Corte para 1989. Primeiras eleições diretas neste país em quase três décadas. Eu tinha tirado título de eleitor no ano anterior, aos 18, que naquela época era a idade mínima. Vários candidatos no primeiro turno, e no segundo Fernando Collor e Lula. Sem a menor dúvida, escolhi o torneiro mecânico, pois nunca votaria em um produto da oligarquia alagoana. Meu voto foi derrotado, como o de pouco mais de 31 milhões de pessoas.

Corte para 2002. Depois de ter votado no meu colega de profissão Fernando Henrique Cardoso (mesmo com a aliança com o PFL de Toninho Malvadeza) e ter me decepcionado, coloquei a estrelinha do PT na lapela e fiz campanha aberta pelo "representante das camadas inferiores da sociedade". Lula eleito, me emocionei. Na posse, brindamos com champanhe. E chorei. Ouvi os nomes de ex-"subversivos" sendo nomeados ministros e agradeci internamente por, inclusive tendo tido pai preso e torturado por militares, poder vivenciar e ter contribuído de alguma forma para a dita "transição democrática".

Corte final para 2005. Lula é presidente e Maluf está na cadeia (como bem sintetizou Sérgio Dávila em inspirada coluna na Revista da Folha de S. Paulo). E o sonho "foi para o saco": Os corruptos fazem a festa e chegam a nos chamar de estúpidos descaradamente -- até no futebol, como eclodiu no fim da semana passada.

Como sou treinado, ou me treinei, para buscar o "tesouro da sombra", ainda acho que isso tudo está contribuindo para que mais pessoas se envolvam e se interessem por política. Acho legal que isso tenha se tornado assunto de mesa de boteco e ponto de ônibus e que as pessoas comecem a ter um pouco mais de percepção do que é feito com o nosso dinheiro de contribuintes. O risco? O de sempre: ficar na ingenuidade do discurso e cair no "é assim mesmo e não vai mudar nunca".

O fato é que até ontem vários de nós tínhamos a esperança -- aquela que teria vencido o medo -- no futuro político desse país, encarnada e simbolizada pelo PT e agremiações próximas. A idéia de que quando fosse o PT, as coisas seriam diferentes. A certeza de que pessoas que vieram da "base da pirâmide social" teriam um olhar diferente do das "elites" de sempre.

E hoje, se me perguntarem em quem vou votar nas eleições do ano que vem, não tenho o menor vislumbre de uma resposta.
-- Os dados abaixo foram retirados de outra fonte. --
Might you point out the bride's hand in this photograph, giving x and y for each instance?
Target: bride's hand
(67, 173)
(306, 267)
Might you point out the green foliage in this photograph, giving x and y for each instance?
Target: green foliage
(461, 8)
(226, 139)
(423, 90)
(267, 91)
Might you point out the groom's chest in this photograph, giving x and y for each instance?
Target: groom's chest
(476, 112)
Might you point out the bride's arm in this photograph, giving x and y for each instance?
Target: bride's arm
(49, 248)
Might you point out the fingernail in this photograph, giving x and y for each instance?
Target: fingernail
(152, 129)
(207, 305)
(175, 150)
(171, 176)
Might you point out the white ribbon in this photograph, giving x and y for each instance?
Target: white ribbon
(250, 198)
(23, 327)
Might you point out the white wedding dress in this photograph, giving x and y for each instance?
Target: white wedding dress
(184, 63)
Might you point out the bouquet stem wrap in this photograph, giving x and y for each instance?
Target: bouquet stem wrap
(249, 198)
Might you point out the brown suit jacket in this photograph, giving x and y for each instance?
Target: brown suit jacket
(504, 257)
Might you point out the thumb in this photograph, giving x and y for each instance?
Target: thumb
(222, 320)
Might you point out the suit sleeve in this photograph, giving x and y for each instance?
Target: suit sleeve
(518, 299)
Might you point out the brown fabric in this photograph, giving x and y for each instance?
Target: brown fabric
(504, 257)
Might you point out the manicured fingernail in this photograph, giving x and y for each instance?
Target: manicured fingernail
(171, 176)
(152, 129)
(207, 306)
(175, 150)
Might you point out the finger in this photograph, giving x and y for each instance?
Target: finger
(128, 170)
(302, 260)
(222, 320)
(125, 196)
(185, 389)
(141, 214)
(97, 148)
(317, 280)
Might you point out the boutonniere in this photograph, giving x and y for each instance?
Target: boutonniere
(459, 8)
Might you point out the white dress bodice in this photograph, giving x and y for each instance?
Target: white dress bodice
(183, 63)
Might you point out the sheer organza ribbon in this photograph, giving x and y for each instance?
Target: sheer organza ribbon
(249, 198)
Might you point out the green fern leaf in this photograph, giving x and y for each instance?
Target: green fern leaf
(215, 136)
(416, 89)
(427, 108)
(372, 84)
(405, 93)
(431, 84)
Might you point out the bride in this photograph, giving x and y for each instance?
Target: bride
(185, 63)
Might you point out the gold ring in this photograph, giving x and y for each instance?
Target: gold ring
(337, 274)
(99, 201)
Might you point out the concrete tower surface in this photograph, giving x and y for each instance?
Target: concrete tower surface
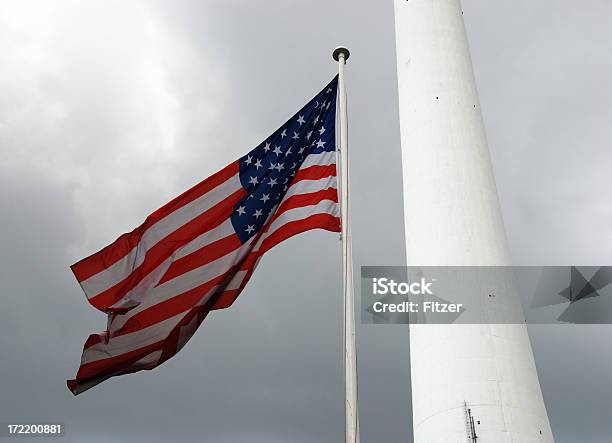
(453, 218)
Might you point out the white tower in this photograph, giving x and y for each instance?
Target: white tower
(453, 218)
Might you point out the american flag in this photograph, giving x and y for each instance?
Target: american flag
(197, 253)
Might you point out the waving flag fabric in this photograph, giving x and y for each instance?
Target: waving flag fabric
(197, 253)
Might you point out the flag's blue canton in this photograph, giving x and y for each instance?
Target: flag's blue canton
(267, 171)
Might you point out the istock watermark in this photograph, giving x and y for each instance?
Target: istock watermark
(492, 294)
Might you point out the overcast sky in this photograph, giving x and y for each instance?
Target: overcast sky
(109, 109)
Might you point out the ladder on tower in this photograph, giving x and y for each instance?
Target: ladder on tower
(469, 422)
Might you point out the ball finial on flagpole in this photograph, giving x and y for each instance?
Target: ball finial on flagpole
(341, 50)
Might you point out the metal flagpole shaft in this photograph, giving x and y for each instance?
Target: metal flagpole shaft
(341, 54)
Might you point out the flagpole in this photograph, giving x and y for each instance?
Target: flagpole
(351, 411)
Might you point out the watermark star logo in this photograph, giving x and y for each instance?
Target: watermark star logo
(385, 286)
Ficou um oco onde antes existia a tal esperança. E aí me lembrei daquele livrinho lido há mais de vinte anos, que termina assim: "As criaturas de fora olhavam de um porco para um homem, de um homem para um porco e de um porco para um homem outra vez; mas já se tornara impossível distinguir quem era homem, quem era porco"...

PS: Hoje faz exatos três meses que eu não aparecia com minha verborragia por aqui. Um monte de coisa mudou -- depois a gente conversa sobre isso --, mas a indignação e a rabugice seguem intactas.